Unser Programm und unsere Kandidaten zur Stadtratswahl 2014.

In vielen Heiligenstädter Haushalten und den Haushalten in den Ortsteilen ist diese Woche unsere Broschüre zur Stadtratswahl verteilt worden mit allen Informationen zu unserem Programm und unseren Kandidaten.

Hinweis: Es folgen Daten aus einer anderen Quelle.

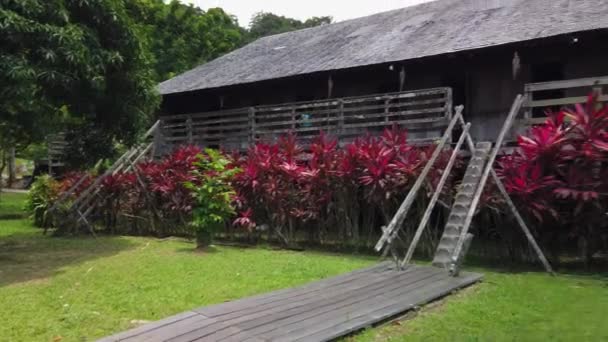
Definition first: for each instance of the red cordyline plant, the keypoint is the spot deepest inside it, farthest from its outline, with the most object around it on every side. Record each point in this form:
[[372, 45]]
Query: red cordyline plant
[[561, 171], [285, 185]]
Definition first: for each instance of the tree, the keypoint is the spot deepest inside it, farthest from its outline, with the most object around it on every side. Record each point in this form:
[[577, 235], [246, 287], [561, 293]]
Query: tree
[[265, 24], [72, 62], [181, 36]]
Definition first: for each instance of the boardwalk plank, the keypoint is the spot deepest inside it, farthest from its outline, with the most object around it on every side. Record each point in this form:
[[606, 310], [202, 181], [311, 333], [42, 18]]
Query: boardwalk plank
[[325, 306], [233, 306], [330, 318], [398, 305], [288, 307], [318, 311], [147, 327]]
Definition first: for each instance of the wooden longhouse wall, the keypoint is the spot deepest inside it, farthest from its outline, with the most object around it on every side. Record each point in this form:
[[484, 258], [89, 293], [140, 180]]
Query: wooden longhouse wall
[[483, 80]]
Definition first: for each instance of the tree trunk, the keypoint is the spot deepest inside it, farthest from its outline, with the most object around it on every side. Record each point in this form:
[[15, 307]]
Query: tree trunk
[[12, 169], [2, 166]]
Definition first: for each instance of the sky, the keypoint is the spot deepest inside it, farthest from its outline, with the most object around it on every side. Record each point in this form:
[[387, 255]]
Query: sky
[[303, 9]]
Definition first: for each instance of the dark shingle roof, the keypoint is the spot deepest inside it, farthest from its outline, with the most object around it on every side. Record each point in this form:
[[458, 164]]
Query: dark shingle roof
[[428, 29]]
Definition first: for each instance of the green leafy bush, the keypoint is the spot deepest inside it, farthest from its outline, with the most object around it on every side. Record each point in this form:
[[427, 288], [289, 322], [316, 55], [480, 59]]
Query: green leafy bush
[[213, 195], [42, 195]]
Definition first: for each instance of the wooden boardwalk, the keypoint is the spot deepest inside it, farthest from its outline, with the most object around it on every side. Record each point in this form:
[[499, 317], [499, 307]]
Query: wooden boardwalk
[[318, 311]]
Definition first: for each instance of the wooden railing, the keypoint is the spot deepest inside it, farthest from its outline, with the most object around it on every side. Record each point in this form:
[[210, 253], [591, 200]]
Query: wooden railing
[[426, 113], [573, 91], [56, 149]]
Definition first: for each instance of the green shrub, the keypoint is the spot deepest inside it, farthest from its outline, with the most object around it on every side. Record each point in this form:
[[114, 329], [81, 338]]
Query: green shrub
[[213, 195], [42, 195]]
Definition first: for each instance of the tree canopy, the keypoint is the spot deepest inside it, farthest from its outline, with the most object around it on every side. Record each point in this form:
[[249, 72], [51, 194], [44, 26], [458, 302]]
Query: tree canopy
[[71, 62], [265, 24], [181, 36], [90, 67]]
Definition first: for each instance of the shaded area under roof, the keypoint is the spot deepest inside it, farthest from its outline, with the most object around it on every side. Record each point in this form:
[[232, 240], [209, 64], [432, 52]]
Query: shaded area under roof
[[428, 29]]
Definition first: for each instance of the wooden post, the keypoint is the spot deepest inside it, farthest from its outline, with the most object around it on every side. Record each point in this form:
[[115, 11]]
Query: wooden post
[[429, 209], [514, 210], [386, 104], [521, 222], [340, 118], [251, 125], [484, 177], [189, 128]]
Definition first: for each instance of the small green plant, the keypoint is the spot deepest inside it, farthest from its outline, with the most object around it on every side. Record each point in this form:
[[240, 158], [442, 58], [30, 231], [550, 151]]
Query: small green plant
[[42, 195], [213, 195]]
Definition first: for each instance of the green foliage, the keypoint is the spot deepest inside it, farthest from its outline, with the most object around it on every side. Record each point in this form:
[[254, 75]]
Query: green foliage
[[12, 205], [265, 24], [182, 36], [42, 195], [72, 61], [213, 194]]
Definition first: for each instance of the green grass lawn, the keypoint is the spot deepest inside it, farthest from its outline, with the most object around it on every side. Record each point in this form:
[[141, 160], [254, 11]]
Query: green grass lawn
[[11, 205], [84, 288]]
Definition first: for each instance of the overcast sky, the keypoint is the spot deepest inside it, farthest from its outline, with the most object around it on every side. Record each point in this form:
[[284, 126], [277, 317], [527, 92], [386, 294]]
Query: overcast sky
[[303, 9]]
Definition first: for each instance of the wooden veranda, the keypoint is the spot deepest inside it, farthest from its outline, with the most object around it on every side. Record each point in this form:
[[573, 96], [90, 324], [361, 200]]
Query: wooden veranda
[[426, 113], [319, 311]]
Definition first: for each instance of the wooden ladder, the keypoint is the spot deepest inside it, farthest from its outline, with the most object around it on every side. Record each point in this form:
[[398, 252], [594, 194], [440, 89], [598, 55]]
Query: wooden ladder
[[81, 207], [456, 238]]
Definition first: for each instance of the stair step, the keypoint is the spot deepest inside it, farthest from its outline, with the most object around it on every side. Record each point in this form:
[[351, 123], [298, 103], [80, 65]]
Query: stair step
[[462, 203]]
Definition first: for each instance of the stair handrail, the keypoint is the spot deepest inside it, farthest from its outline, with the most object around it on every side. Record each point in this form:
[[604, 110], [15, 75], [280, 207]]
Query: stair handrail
[[515, 109], [429, 209], [155, 127], [392, 229]]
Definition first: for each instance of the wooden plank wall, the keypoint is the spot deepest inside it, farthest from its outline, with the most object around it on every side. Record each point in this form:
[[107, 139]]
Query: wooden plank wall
[[580, 86], [425, 113], [56, 149]]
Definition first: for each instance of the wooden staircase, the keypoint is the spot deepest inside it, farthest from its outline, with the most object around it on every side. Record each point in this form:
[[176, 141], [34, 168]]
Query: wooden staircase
[[456, 239], [80, 207], [461, 206]]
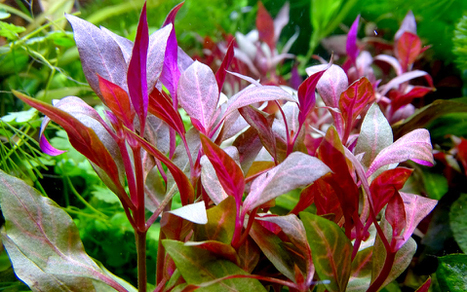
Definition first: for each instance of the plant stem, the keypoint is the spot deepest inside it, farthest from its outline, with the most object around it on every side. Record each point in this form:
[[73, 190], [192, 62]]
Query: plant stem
[[141, 251]]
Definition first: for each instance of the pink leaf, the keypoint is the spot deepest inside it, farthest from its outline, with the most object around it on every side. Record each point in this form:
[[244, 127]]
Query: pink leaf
[[137, 75], [415, 146]]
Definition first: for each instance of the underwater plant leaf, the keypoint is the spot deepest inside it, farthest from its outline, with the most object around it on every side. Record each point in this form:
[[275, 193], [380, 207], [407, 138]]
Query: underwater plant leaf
[[415, 146], [221, 223], [99, 53], [297, 170], [375, 135], [354, 100], [198, 266], [230, 175], [273, 248], [306, 95], [351, 47], [198, 93], [117, 100], [265, 26], [43, 242], [408, 47], [331, 251], [137, 75]]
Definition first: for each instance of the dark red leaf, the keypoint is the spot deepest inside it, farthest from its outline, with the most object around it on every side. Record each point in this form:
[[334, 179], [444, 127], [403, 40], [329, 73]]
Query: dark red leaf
[[265, 26]]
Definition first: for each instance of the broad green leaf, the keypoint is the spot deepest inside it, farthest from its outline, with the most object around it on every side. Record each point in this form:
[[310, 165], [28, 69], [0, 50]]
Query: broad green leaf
[[451, 273], [221, 223], [458, 221], [331, 251], [43, 242], [375, 135], [273, 248], [198, 266]]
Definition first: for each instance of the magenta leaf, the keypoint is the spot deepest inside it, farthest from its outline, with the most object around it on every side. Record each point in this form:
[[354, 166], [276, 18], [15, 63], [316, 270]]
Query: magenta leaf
[[351, 44], [198, 93], [222, 71], [385, 185], [43, 242], [171, 72], [195, 213], [415, 146], [375, 135], [265, 26], [99, 53], [137, 75], [306, 95], [297, 170], [230, 175], [331, 251]]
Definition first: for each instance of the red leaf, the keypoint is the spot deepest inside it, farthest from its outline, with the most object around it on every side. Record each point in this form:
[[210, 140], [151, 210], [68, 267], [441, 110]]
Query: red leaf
[[386, 184], [408, 48], [117, 100], [354, 100], [137, 75], [230, 175], [221, 72], [265, 26]]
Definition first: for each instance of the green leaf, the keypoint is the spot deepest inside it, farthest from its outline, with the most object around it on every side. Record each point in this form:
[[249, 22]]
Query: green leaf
[[199, 266], [331, 250], [458, 221], [451, 273], [43, 242]]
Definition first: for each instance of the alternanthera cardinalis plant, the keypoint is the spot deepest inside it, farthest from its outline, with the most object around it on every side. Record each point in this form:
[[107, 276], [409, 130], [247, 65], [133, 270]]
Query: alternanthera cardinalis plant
[[228, 169]]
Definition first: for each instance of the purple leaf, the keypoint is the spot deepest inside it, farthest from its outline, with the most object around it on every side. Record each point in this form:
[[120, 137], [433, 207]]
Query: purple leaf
[[306, 95], [415, 146], [331, 85], [408, 24], [253, 94], [170, 72], [221, 72], [195, 213], [99, 53], [43, 242], [228, 172], [198, 93], [351, 44], [375, 135], [137, 75], [297, 170]]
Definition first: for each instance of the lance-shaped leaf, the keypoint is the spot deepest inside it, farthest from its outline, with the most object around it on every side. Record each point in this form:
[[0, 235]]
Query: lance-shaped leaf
[[137, 75], [99, 53], [161, 107], [170, 72], [415, 146], [199, 265], [117, 100], [84, 139], [351, 45], [198, 93], [228, 172], [306, 95], [331, 251], [375, 135], [297, 170], [265, 26], [43, 242], [386, 184], [222, 71], [183, 183], [254, 94], [262, 125], [408, 47], [354, 100]]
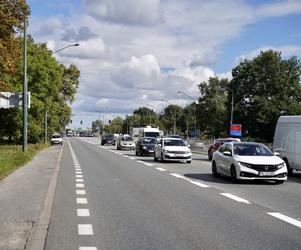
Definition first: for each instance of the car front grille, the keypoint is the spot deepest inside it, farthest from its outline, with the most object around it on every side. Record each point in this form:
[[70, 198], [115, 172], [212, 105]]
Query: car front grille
[[264, 168]]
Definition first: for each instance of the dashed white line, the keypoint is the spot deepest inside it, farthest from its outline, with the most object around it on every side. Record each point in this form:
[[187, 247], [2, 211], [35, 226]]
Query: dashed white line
[[285, 218], [87, 248], [161, 169], [83, 212], [236, 198], [85, 229], [80, 191], [81, 201]]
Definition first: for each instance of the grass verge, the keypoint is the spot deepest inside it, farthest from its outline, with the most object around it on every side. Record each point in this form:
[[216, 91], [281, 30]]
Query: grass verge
[[12, 157]]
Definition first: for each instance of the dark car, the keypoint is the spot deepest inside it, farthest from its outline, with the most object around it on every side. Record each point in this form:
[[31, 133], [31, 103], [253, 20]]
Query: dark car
[[107, 139], [217, 143], [145, 146]]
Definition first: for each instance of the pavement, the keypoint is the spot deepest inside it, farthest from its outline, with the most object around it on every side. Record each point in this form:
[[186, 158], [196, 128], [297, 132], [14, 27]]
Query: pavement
[[26, 198]]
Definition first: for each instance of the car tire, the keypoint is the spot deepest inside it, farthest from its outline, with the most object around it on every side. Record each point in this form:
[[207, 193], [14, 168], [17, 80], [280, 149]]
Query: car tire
[[214, 170], [289, 169], [233, 174], [279, 181]]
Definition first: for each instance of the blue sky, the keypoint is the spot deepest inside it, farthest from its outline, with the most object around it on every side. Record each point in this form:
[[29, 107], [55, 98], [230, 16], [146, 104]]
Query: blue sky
[[136, 52]]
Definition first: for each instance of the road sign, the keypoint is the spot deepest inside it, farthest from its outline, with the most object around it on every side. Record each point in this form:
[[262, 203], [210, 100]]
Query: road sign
[[12, 100], [235, 130]]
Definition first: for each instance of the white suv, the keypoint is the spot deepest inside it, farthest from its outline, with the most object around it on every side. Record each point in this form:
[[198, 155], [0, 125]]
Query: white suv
[[56, 139], [172, 149]]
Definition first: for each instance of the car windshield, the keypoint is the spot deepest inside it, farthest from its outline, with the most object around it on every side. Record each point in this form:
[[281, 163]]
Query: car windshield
[[174, 142], [251, 150], [152, 134], [149, 141]]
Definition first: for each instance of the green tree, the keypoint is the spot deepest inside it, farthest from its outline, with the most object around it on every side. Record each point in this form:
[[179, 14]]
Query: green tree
[[263, 89], [212, 109]]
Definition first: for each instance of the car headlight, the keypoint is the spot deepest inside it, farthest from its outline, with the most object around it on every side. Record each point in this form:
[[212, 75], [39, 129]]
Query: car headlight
[[247, 165], [280, 165]]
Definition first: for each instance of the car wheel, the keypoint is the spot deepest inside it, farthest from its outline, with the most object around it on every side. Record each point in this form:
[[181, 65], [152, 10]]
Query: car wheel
[[214, 170], [279, 181], [233, 174], [162, 158], [289, 169]]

Hier unser Flyer als PDF zum Download und ausdrucken:

Flyer Menschen für Heiligenstadt Stadtratswahl 2014

Hier finden sie alle Infos aus dem Flyer:

Als sich die BI Menschen für Heiligenstadt 2008 gründeten und 2009 mit 5 Stadträten in den Stadtrat gewählt wurde, hielten das viele für ein Versehen, einen politischer Ausrutscher. Als Thomas Spielmann 2012 in das Amt des Bürgermeisters gewählt wurde, waren wir als politische Kraft in unserer Heimatstadt angekommen.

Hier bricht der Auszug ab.